Cerca ya de la celebración del Día Internacional del Yoga, quizás merezca la pena pensar en sus principales retos en la sociedad actual. Puede que el mayor sea devolverle su sentido de búsqueda de la integridad, entendida como necesidad de profundizar en la propia verdad y en la virtud, por encima de la omnipresente apariencia. Escribe Pepa Castro.
Somos seres dispersos, distraídos en mil afanes, viviendo en unas sociedades bastante neuróticas en las que se habla mucho y se piensa poco y en donde se da más importancia a aparentar que a ser; al gesto y la pose; al eufemismo; a la evasión y la huida de la realidad.
En la comunidad del yoga lo sabemos bien. En muchos aspectos, el yoga se ha transformado en un mundo de yupi lleno de sonrisas y cánticos, cuerpos gloriosos y sagradas intenciones, y conexión, mucha conexión. Pero ¿estamos aprovechando al máximo el valor del yoga como herramienta para profundizar en uno mismo y cuestionarnos si estamos viviendo en coherencia con nuestros propios valores y libres de condicionamientos?

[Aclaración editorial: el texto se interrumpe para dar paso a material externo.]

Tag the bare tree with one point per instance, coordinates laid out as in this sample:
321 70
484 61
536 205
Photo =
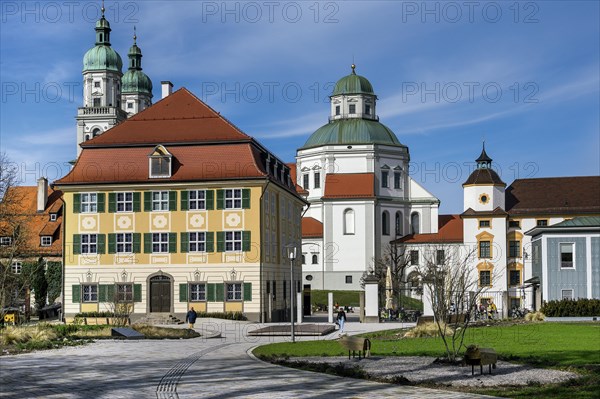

La estética, la sensualidad, el bienestar… conceptos que nunca formaron parte de las intenciones del yoga, están ganando la partida a la exploración interior. También abundan los egos desmedidos y el postureo espiritual junto con el físico, que ya es una invasión. Y el ensimismamiento, que nada tiene que ver con la mente despierta y atenta que el yoga postula. Y el sectarismo, que pretende la adhesión incondicional y la renuncia a la ilusión del mundo creando otro tipo de maya irreal que no libera sino que atrapa igualmente.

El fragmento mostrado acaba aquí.